Benedict had first explicitly said: “There is no doubt that on this point we are faced with a profound evolution of dogma.” (Some, like Father Gregory Baum, might have even more subtly called it “a discontinuous development of doctrine.”) But then Benedict’s own integrity here soberly admits: “If faith and salvation are no longer interdependent, faith itself becomes unmotivated”! (my emphasis added)

Benedict, by speaking of a “profound evolution of Dogma” implicitly concerns himself with the Church and with the Dogma “Extra Ecclesiam Nulla Salus,” in contradistinction, for example, to a vaguer and more attenuated formulation, such as “Sine Ecclesia Nulla Salus.” In the retired pope’s eyes, this purported change of dogma (irreversible doctrine) has clearly led to a loss of missionary zeal in the Church. Indeed, he says, inasmuch as “any motivation for a future missionary commitment was [thereby supposedly] removed.” About this allegedly altered new “attitude” of the Church, Benedict poses an incisive question: “Why should you try to convince the people to accept the Christian faith when they can be saved without it?” (my emphasis added)

Moreover, if there are those who can still save their souls with other means, “why should the Christian be bound to the necessity of the Christian Faith [and of the Catholic Church] and its morality?”

On an intentionally more positive note, Benedict then turns to one of his heroes, Father Henri de Lubac, S.J., the now-deceased, and very learned scholar and Jesuit Cardinal who was himself a defender and supportive friend of Father Pierre Teilhard de Chardin, S.J. More specifically, Benedict rather arcanely turns to de Lubac’s putatively sound and exploratory insight about Christ’s “vicarious substitutions,” which, says Benedict, have to be now again “further reflected upon.” Benedict optimistically hopes that de Lubac’s own expressed—but quite abstract—idea of “vicarious substitutions” will somehow lead us out of our above-mentioned “two-sided, deep crisis” in the Catholic Church, the fruit of the new attitudes and logic coming out of Vatican II and its Aftermath. (Benedict himself never even defines what de Lubac means by his utopian and unconvincing abstraction, “vicarious substitutions,” as the key criterion!)

In this context, some earlier comments made to me in person by Professor Josef Pieper and by Father John A. Hardon, S.J.—and made to me privately in the mid-1970s and mid-1980s, respectively—will also now help us frame our present inquiry concerning Joseph Ratzinger’s enduringly influential, if not disorienting, thought.
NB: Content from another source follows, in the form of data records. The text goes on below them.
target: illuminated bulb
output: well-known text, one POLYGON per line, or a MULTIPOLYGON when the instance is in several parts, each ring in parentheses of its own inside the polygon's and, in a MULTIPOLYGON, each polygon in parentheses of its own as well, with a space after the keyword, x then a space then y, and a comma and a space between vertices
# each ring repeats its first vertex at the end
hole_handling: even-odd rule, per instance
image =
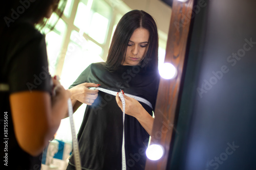
POLYGON ((150 160, 157 160, 161 158, 163 155, 163 148, 159 144, 152 144, 147 147, 146 155, 150 160))
POLYGON ((169 63, 164 63, 159 67, 159 74, 165 79, 170 79, 174 78, 177 74, 176 68, 169 63))
POLYGON ((184 3, 186 1, 187 1, 187 0, 178 0, 178 1, 180 1, 180 2, 182 2, 182 3, 184 3))

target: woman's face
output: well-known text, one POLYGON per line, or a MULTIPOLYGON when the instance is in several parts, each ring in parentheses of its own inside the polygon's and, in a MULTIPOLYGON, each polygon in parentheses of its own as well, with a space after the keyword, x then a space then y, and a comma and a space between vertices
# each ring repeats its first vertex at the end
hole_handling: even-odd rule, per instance
POLYGON ((123 65, 138 65, 143 60, 148 48, 150 32, 145 29, 136 29, 128 43, 123 65))

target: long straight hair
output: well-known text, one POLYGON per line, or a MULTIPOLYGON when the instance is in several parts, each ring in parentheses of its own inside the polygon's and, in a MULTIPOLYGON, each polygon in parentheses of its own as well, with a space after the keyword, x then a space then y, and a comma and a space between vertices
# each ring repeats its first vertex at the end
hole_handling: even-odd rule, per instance
POLYGON ((144 28, 150 32, 148 47, 140 62, 142 70, 156 69, 158 65, 158 34, 155 20, 147 13, 135 10, 124 14, 117 24, 110 45, 105 67, 116 70, 125 57, 127 44, 134 31, 144 28))

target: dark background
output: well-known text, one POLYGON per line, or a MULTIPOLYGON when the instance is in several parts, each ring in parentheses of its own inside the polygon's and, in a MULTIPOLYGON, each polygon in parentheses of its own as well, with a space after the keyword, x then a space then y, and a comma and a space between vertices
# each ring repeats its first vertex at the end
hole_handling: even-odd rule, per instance
POLYGON ((256 170, 256 1, 204 1, 192 18, 167 169, 256 170), (235 63, 245 39, 255 44, 235 63))

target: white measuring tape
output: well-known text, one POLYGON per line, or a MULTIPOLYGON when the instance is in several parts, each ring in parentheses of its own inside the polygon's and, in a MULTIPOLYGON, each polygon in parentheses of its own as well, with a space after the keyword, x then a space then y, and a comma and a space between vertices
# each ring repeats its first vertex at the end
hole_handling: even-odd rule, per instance
POLYGON ((75 130, 75 125, 73 119, 73 106, 71 100, 68 100, 68 106, 69 107, 69 116, 70 120, 70 126, 71 127, 71 133, 72 135, 73 152, 75 157, 75 164, 76 165, 76 170, 81 170, 81 159, 80 159, 80 154, 78 147, 78 142, 76 138, 76 133, 75 130))
MULTIPOLYGON (((99 91, 101 91, 106 93, 108 93, 113 95, 116 95, 117 92, 112 91, 110 90, 108 90, 101 87, 91 87, 90 89, 95 90, 97 89, 99 91)), ((122 105, 123 107, 123 141, 122 143, 122 170, 126 170, 126 159, 125 159, 125 150, 124 148, 124 117, 125 115, 125 102, 124 101, 124 98, 123 94, 122 94, 121 90, 120 90, 120 92, 119 94, 119 97, 122 101, 122 105)), ((147 100, 140 97, 137 96, 136 95, 124 93, 126 96, 134 98, 138 101, 142 102, 148 106, 150 106, 152 109, 153 109, 152 105, 147 100)), ((79 152, 78 148, 78 143, 77 141, 77 139, 76 136, 76 133, 75 131, 75 126, 74 125, 74 120, 73 119, 73 107, 71 103, 71 100, 70 99, 68 100, 68 106, 69 106, 69 116, 70 118, 70 125, 71 126, 71 132, 72 134, 72 141, 73 141, 73 152, 75 157, 75 162, 76 165, 76 170, 81 170, 81 160, 80 159, 80 154, 79 152)))

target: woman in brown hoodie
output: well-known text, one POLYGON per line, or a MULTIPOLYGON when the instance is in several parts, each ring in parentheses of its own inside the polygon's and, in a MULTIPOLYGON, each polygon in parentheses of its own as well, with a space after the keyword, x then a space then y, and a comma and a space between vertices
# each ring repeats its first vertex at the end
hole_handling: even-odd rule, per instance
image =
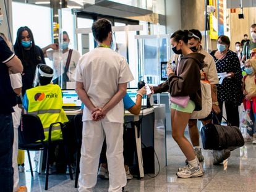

That is to say, Ratzinger’s own proposed “Integra Humana Progressio,” as it were: which is usually also officially translated as “integral human development.”

Sometime in 1974 or 1975, and in his own library at his home in Münster in Westphalia, Dr. Pieper showed to me a letter from Joseph Ratzinger that was signed “Dein Ratzinger.” And then Dr. Pieper told me that there was a story behind that letter. It had to do with Father Joseph Ratzinger, a young professor at the University of Münster during the interval 1963-1966; until he went to teach dogmatic theology at the University of Tübingen (where Hans Küng was his colleague).

While Father Ratzinger was in Münster, Josef Pieper had a Catholic Reading Group at his own home at Malmedyweg 4, and Ratzinger was regularly present at those meetings and searching discussions about fundamental things, such as “What is a Priest?” That is to say, what is the essence of the sacramental Catholic Priesthood.

Dr. Pieper told me that he and Father Ratzinger had a serious exchange about the essence of the sacramental priesthood. Dr. Pieper said emphatically that, in order to make his point, Ratzinger even used a very unusual formulation in German. With a challenge, the young Father Ratzinger said: “A priest [essentially] is not a mere Kulthandwerker”—that is, he is not a mere craftsman of the cultus (the Church’s visible and public worship, especially in the Mass).

Dr. Pieper objected to Ratzinger’s claim, he told me, although he also found Ratzinger’s word-formulation exceedingly odd and so abstract as to be largely unintelligible to the ordinary speaker of the German language. However, Dr. Pieper then said that “the essence of a priest was indispensably to be a Kulthandwerker, uniquely offering the sacrificial ‘actio sacra‘ of the Holy Mass, but also sacramental absolution in the unique Sacrament of Penance.”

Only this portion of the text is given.